Mr. Completely’s e-postal match this month was a bear. Difficult to shoot with a rimfire pistol, and even harder to shoot with a 1911. If you take the size of Mr. C’s stop plate, and project it out to the 42 feet it would be for the Steel Challenge course, it would only be two inches wide, as opposed to ten inches for the standard stop plate for the course.  But hey, it has to be a downloadable target, and if it was easy, it wouldn’t be fun.
Scored 53 with rimfire scoped, and 83 with centerfire open sights.
Initially, when I started practicing rimfire, I was going in a sort of reverse Z motion. After scattering my shots all over the right side on the lower right target, I decided an upside down U was a better strategy, then going for the stop plate. Tended to overshoot the stop plate though.
For center fire pistol, I had a bugger of a time with the third target. In addition, I had to raise my point of aim, because as my speed increased, my point of impact dropped.

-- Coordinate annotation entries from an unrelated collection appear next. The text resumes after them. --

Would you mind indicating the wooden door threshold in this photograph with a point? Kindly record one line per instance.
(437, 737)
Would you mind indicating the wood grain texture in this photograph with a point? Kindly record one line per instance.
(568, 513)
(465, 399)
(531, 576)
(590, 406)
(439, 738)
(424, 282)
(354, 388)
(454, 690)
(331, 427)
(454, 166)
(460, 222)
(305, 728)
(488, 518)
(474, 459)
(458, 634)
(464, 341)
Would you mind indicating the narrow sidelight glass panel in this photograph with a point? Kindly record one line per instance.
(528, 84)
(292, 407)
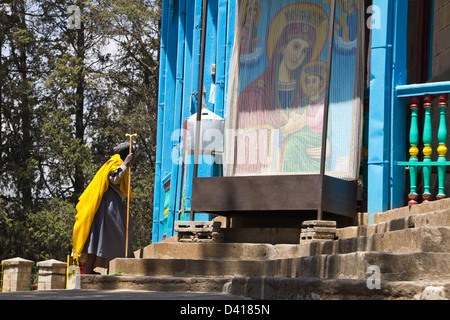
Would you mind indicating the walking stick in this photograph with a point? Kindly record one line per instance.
(129, 192)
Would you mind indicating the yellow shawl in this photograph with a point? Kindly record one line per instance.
(90, 200)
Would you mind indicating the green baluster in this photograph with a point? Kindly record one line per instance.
(442, 149)
(413, 151)
(427, 150)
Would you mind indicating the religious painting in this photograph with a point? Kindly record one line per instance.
(279, 78)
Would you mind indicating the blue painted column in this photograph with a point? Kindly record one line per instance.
(158, 188)
(387, 122)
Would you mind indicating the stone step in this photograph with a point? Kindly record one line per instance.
(418, 266)
(422, 239)
(392, 266)
(151, 283)
(190, 267)
(337, 289)
(224, 251)
(403, 212)
(440, 218)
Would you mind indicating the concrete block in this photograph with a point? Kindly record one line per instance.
(16, 274)
(52, 275)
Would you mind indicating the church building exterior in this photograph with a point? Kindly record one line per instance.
(310, 109)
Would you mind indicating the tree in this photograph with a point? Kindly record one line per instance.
(67, 96)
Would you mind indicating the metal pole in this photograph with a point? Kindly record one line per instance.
(129, 193)
(327, 103)
(199, 96)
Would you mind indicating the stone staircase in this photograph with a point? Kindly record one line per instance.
(404, 255)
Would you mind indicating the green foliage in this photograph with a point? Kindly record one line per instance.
(67, 96)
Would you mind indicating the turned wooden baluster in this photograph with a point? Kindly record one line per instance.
(413, 151)
(442, 149)
(427, 150)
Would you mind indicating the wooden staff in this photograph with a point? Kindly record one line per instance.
(129, 191)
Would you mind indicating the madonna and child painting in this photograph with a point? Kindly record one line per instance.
(277, 92)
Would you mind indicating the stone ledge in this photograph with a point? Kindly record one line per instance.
(336, 289)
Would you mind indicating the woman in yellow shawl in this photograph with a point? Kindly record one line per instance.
(99, 233)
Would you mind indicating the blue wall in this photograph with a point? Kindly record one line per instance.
(179, 68)
(387, 114)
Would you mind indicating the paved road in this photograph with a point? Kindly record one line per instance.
(113, 295)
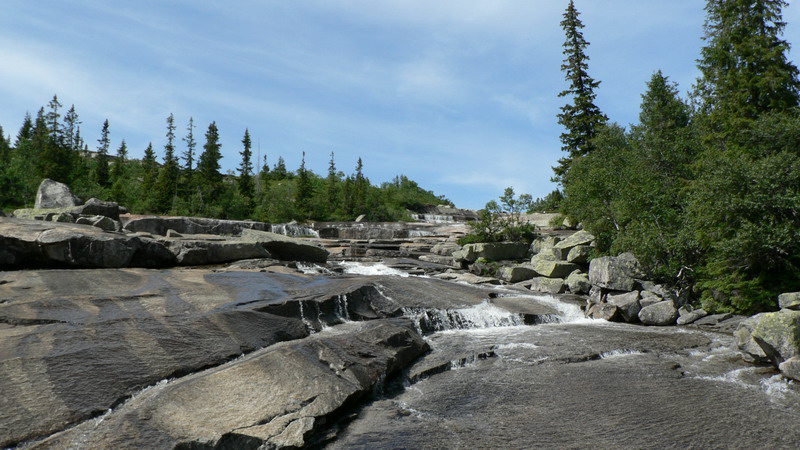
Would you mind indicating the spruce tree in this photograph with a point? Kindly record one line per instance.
(744, 67)
(189, 155)
(208, 174)
(166, 187)
(101, 174)
(246, 167)
(581, 117)
(304, 188)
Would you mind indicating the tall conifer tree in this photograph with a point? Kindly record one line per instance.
(246, 167)
(581, 117)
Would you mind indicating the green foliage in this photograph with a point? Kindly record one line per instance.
(499, 222)
(581, 118)
(549, 203)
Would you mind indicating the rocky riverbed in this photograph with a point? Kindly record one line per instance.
(166, 333)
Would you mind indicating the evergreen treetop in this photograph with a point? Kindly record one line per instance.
(581, 117)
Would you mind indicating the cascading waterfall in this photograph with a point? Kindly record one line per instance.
(483, 315)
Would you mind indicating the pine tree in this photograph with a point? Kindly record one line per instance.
(581, 118)
(279, 172)
(304, 188)
(166, 187)
(332, 187)
(150, 169)
(246, 167)
(744, 67)
(188, 155)
(101, 174)
(208, 164)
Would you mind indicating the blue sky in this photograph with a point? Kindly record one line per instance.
(459, 95)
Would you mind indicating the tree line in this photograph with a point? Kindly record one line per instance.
(705, 190)
(50, 145)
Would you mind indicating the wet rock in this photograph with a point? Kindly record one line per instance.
(661, 313)
(286, 248)
(578, 283)
(614, 272)
(548, 285)
(199, 252)
(605, 311)
(628, 305)
(554, 269)
(789, 300)
(52, 194)
(778, 334)
(279, 397)
(516, 274)
(791, 368)
(688, 316)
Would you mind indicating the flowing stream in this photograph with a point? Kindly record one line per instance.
(492, 382)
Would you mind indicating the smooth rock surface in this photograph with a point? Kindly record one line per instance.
(286, 248)
(661, 313)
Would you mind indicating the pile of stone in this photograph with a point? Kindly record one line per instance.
(774, 337)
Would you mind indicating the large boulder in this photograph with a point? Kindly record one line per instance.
(548, 285)
(615, 272)
(494, 251)
(192, 225)
(514, 274)
(661, 313)
(95, 207)
(628, 305)
(554, 269)
(578, 283)
(200, 252)
(778, 334)
(52, 194)
(285, 247)
(789, 300)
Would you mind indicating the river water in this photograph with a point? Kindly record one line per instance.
(491, 382)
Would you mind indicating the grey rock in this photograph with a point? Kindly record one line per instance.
(791, 368)
(516, 274)
(778, 334)
(61, 218)
(578, 283)
(52, 194)
(192, 225)
(548, 285)
(497, 251)
(789, 300)
(96, 207)
(579, 254)
(554, 269)
(544, 243)
(661, 313)
(743, 335)
(690, 317)
(197, 252)
(277, 397)
(628, 305)
(605, 311)
(618, 273)
(286, 248)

It goes back to Todd Jarrett’s advice of “Aim 3/4s high” But I hit almost nothing of the third plate in the U. A different pattern might be better with the .45, but it’s too expensive to experiment.
UPDATE: Another trick with the smallbore gun, is I was holding it taco. Mr. Completely also uses this technique in Steel Challenge and pin shooting. Normally, it’s a silhouette hold, but it seems to work pretty well for action shooting too.